The tunnel circuit challenge kicked off today to see which research team can design a robot best suited to navigate underground mines.
The Defense Advanced Research Projects Agency (DARPA) is hosting the challenge in a Pittsburgh research mine. Robotic research teams from around the world are competing in a series of contests. DARPA said total prize money is more than $5 million.
Eleven teams will attempt to remotely map, identify and report on a number of artifacts.
The tunnel circuit is the first of three circuits in which teams will test their systems. In February 2020 there will be an urban circuit, then a cave circuit a year from now. The final event incorporating challenges from all three phases will be held in August 2021.
Competitors advanced to the tunnel circuit phase after “shakeout” competition was held in the spring. Challenges at the shakeout phase involved identifying items underground, such as backpacks, fire extinguishers, cell phones, and cordless drills. The mine environment was simulated with contestants encountering low light, high dust, metal rails and irregular terrain.
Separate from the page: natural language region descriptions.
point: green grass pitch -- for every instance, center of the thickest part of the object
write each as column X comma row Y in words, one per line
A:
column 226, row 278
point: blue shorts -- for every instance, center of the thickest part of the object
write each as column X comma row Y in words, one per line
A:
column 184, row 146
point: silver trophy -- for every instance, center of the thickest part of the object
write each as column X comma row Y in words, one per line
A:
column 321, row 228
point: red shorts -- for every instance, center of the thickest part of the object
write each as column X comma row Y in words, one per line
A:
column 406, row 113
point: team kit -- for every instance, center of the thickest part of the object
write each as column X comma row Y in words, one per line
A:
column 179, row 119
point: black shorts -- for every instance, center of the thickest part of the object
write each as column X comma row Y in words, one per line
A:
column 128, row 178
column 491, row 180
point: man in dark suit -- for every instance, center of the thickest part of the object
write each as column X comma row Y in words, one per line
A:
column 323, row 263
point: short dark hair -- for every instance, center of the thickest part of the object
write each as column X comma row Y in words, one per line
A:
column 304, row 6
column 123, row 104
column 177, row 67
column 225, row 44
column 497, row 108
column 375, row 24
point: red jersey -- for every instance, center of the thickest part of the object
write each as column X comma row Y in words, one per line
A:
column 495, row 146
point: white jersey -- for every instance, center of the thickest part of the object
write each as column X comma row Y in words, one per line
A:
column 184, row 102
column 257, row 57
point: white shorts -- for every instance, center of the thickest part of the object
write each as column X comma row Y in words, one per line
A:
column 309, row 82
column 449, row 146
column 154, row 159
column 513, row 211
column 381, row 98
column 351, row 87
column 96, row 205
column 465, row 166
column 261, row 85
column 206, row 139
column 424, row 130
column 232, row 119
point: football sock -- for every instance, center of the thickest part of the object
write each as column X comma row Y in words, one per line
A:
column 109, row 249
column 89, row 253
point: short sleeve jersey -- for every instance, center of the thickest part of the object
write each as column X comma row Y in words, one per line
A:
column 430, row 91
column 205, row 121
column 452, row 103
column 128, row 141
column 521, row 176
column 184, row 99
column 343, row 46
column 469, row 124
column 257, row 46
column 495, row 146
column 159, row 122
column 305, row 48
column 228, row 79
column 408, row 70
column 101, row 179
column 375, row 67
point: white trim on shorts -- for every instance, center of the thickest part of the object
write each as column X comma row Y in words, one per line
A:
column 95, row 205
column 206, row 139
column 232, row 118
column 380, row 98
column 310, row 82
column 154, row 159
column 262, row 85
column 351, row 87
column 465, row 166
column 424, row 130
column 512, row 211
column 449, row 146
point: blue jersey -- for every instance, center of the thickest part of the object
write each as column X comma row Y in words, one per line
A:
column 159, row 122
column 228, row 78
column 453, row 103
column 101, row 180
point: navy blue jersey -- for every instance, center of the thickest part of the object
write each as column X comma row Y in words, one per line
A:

“It was amazing to see the progression from day one into day two for each team as they explored the tunnels of the mine and began to understand just how complex and unknown these underground environments can be,” said Timothy Chung, program manager for the Subterranean Challenge in DARPA’s Tactical Technology Office. “It’s not just about testing whether there’s enough light or if robots can drive a few meters. It’s about how all that has to come together in a difficult environment and the teams are experiencing the challenge of integration in addition to technology development.”